With the various measures put in place by the government and the Reserve Bank of India (RBI) not yielding the desired results, the government is likely to take more steps to curb the rising imports of gold which may include a ban on sale of gold coins by banks.
The government is worried over the widening current account deficit (CAD), largely on account of the runaway rise in imports of the yellow metal which stood pegged at 162 tonnes during May alone. “For May, the import of gold was 162 tonnes,” Finance Minister P. Chidambaram told reporters after the seventh meeting of the Financial Stability Development Council (FSDC) here.
Ostensibly, apart from other issues such as the asset quality of banks and capital adequacy of the country’s banking sector, ways to curb gold imports was a major topic of discussion. “The Council noted with concern the significant increase in gold imports in recent months and deliberated on the issues involved in this regard,” the Finance Ministry said in a statement on the meeting.
The seriousness of the issue can be gauged from the fact that the sub-committee of the FSDC headed by RBI Governor D. Subbarao also deliberated on ways of stemming gold imports. “More steps will have to be taken to reduce gold imports. Export-import policy on gold will have to be reviewed…may consider banning gold coin sale by banks,” Department of Economic Affairs Secretary Arvind Mayaram said after the sub-committee meeting.
While the government had raised the duty on gold to restrict its import, the measure did not appear to yield any dividend as high imports of the yellow metal pushed the CAD to a record high of 6.7 per cent of gross domestic product (GDP) in the October-December quarter of 2012-13. Last month, the RBI imposed curbs on gold import by banks and also imposed restrictions on them and non-banking finance companies (NBFCs) to check loans against gold coins as well as units of gold ETFs (exchange traded funds).
As for the banking sector, the FSDC, at its meeting, maintained that the strong capital adequacy of banks would enable the banking system to withstand stress despite the concerns about some deterioration in asset quality, largely on account of global and domestic economic conditions.
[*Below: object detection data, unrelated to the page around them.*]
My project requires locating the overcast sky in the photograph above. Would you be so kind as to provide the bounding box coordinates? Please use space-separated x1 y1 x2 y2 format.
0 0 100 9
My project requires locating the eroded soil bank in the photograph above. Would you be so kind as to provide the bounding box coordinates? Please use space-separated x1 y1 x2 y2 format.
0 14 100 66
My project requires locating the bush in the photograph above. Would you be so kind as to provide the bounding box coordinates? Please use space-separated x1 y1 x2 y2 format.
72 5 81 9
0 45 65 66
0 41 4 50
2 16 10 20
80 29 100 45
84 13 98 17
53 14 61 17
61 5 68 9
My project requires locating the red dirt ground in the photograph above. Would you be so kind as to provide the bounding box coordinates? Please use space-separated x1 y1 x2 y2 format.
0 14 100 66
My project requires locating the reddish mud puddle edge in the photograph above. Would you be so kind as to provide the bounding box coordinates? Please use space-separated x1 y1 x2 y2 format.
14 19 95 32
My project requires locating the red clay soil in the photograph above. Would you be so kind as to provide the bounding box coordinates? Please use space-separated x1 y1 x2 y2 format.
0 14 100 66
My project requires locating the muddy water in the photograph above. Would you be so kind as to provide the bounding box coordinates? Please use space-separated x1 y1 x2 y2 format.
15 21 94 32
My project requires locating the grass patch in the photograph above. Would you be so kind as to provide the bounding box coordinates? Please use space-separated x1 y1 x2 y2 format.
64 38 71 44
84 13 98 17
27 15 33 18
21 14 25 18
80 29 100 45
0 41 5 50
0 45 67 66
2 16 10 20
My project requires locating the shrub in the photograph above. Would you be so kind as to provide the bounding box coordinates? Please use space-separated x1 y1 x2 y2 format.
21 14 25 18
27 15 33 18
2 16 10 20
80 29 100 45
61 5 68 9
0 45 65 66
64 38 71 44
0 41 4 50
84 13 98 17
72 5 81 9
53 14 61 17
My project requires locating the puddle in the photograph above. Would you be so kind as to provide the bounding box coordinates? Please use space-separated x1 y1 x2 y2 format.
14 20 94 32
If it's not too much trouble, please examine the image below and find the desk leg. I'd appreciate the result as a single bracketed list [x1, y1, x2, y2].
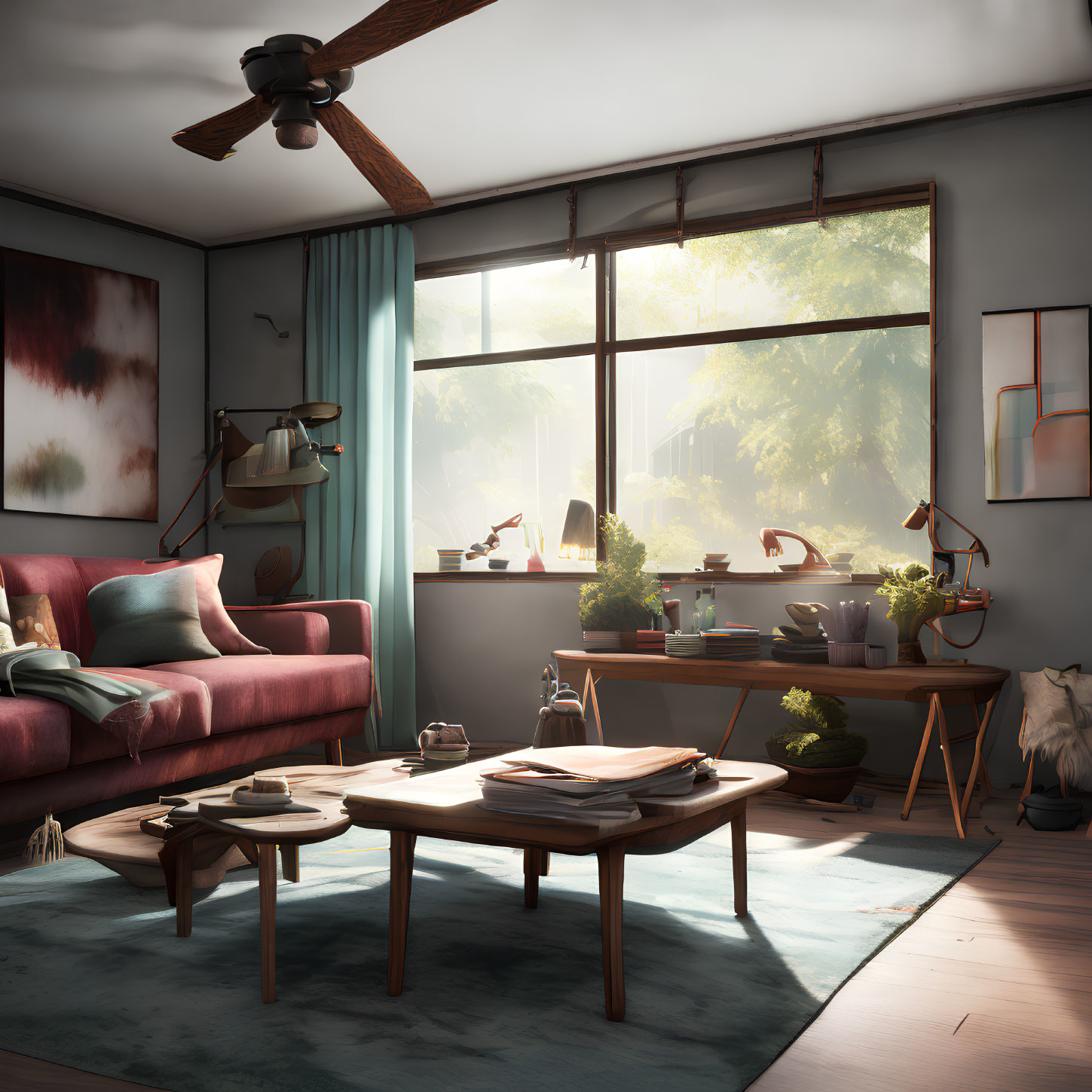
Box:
[175, 837, 193, 937]
[523, 849, 543, 910]
[258, 843, 277, 1005]
[717, 683, 750, 758]
[901, 693, 941, 821]
[960, 693, 997, 822]
[732, 798, 747, 917]
[598, 843, 626, 1020]
[934, 695, 966, 837]
[581, 668, 603, 747]
[387, 830, 416, 997]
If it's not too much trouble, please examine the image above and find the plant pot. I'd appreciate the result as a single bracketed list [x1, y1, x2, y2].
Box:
[899, 641, 928, 664]
[778, 762, 861, 803]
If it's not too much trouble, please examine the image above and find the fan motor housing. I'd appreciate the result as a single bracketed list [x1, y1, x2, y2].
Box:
[239, 34, 353, 148]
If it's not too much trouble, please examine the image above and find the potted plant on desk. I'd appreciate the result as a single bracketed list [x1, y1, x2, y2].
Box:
[876, 561, 948, 664]
[580, 512, 664, 652]
[766, 687, 868, 803]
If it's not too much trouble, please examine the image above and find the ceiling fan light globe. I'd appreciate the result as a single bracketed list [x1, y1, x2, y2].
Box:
[277, 121, 319, 150]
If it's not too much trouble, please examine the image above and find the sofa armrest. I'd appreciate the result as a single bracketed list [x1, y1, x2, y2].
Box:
[227, 600, 372, 659]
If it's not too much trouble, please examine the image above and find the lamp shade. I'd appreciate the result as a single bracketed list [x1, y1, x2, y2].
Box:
[902, 500, 929, 531]
[557, 500, 595, 561]
[257, 418, 295, 475]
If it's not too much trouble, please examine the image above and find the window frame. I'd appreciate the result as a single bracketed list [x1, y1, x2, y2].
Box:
[414, 182, 937, 584]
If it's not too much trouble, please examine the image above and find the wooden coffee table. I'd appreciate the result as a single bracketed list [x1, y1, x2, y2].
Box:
[161, 759, 408, 1005]
[345, 751, 788, 1020]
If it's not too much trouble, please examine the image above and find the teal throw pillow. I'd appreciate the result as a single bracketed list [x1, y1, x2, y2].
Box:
[87, 566, 219, 667]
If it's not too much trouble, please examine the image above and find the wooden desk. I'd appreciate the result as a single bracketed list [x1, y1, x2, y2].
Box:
[554, 650, 1009, 837]
[345, 750, 786, 1020]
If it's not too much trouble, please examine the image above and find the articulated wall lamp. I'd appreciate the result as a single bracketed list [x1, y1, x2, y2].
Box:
[902, 500, 990, 649]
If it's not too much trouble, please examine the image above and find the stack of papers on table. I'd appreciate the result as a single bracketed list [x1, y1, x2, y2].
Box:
[482, 747, 705, 824]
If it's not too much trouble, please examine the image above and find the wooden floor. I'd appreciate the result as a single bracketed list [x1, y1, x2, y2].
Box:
[0, 764, 1092, 1092]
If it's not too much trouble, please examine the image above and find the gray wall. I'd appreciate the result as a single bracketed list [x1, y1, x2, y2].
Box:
[210, 102, 1092, 783]
[209, 239, 304, 604]
[0, 197, 205, 557]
At the meeting, which was attended, among others, by RBI Governor D. Subbarao, Chief Economic Advisor Raghuram G. Rajan and top officials of the Finance Ministry and all the financial sector regulators, the FSDC also took note of the recommendations of the Financial Sector Legislative Reforms Commission (FSLRC) which submitted its report in March this year.
“The Council felt that while some of the major legal and institutional reforms suggested by the Commission [FSLRC] would take time to be examined and taken forward, action on other recommendations could be taken up separately in consultation with various stakeholders,” the Finance Ministry statement said.